L’emergenza sanitaria ha infatti messo in luce molte lacune del progetto europeo che incidono sulla sua capacità di rispondere ai loro bisogni quotidiani. La sopravvivenza dell’Unione è stata assicurata, anche grazie a misure rivoluzionarie come l’emissione di obbligazioni comuni e la proposta di creazione di risorse proprie europee per finanziare il Next Generation EU. Ma la sua resistenza agli shock che verranno è legata a importanti decisioni e riforme sulle sue competenze, sulle regole decisionali, sulle priorità politiche.E’ necessario dare all’Unione maggiori poteri in materia sanitaria e di gestione delle crisi? Dobbiamo superare la regola dell’unanimità per permettere ad una maggioranza di Stati e cittadini di realizzare politiche comuni, dalla migrazione allo Stato di diritto, senza restare ostaggio di veti unilaterali? Cosa serve all’Europa per rimanere un attore rilevante nel mutato scenario internazionale in ambito tecnologico, di difesa, energetico?
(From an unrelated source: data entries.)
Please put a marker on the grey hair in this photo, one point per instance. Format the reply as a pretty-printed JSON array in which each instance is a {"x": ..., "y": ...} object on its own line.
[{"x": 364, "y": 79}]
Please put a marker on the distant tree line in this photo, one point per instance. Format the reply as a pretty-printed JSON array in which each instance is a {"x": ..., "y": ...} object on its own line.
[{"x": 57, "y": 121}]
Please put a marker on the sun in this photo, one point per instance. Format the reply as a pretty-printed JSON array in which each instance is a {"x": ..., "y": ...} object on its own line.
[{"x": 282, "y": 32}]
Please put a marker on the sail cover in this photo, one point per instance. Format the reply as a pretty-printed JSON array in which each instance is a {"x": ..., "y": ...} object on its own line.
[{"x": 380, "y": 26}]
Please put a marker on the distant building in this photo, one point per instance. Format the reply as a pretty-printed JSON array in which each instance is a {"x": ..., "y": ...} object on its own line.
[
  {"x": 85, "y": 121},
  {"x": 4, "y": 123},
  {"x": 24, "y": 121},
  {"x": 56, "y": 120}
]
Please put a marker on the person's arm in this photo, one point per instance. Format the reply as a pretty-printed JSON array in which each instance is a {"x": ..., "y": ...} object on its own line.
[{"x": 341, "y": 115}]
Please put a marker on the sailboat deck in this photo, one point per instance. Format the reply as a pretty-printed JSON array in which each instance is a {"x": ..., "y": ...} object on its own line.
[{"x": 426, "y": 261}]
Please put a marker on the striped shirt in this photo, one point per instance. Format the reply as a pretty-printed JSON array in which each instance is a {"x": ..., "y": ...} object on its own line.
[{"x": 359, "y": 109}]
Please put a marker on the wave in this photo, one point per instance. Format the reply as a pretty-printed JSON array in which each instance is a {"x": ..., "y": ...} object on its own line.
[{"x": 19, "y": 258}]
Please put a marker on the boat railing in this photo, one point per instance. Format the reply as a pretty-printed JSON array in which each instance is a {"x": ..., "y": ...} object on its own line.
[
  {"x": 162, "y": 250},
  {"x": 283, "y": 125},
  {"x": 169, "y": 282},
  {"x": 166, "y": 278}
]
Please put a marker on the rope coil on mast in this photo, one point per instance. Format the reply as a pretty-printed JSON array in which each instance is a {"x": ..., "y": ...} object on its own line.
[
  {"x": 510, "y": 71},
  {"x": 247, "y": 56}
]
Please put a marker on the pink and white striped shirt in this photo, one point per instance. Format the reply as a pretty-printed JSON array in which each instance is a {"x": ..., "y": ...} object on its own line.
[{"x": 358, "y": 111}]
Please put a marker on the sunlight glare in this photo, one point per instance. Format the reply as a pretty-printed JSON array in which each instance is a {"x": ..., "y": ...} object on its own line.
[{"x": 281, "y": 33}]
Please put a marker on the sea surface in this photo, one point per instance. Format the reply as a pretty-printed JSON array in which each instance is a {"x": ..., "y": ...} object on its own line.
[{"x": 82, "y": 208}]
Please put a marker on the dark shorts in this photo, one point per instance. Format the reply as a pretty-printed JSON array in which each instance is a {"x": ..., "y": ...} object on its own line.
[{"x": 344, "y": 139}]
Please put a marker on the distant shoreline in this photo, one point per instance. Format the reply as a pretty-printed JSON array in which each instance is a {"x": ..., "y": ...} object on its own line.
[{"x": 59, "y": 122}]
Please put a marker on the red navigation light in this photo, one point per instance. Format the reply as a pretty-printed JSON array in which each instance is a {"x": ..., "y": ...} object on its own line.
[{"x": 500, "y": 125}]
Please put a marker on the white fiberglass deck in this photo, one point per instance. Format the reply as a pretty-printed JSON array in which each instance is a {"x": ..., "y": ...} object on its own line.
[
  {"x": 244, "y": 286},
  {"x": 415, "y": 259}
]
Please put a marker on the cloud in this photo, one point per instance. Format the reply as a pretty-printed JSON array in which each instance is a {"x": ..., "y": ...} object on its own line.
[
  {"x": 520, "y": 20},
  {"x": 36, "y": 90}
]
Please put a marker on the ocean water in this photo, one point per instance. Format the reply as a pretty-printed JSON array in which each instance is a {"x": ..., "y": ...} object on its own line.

Le istituzioni nazionali dovranno fare la loro parte cercando di arginare le forze populiste ed euroscettiche che inevitabilmente cercheranno di appropriarsi dell’esercizio: dovranno ricordare le conquiste dell’integrazione europea, dal libero scambio all’opportunità di lavorare e studiare in altri paesi, ma anche utilizzare al meglio le risorse messe a disposizione per uscire dalla crisi con i piani di ripresa e resilienza.

I decisori politici europei, dal canto loro, dovranno essere pronti anche ad affrontare verità scomode riguardo alle preferenze dei cittadini sulla direzione del progetto europeo.

Queste preferenze potrebbero propendere per un’Unione federale, oppure rivendicare un rafforzamento del coordinamento intergovernativo, o ancora chiedere un’Unione differenziata che permetta agli Stati membri che lo desiderano di andare avanti nel processo di integrazione in vari settori senza essere bloccati da un consenso non raggiungibile.

E se dovesse emergere una preferenza più forte per riforme profonde che comportano una revisione dei Trattati europei, queste non dovranno essere ignorate, ma anzi confluire in una vera e propria Convenzione, che trasformerebbe la Conferenza in una fase costituente per un’Europa che è pronta ad affrontare le sfide future con il sostegno dei suoi cittadini.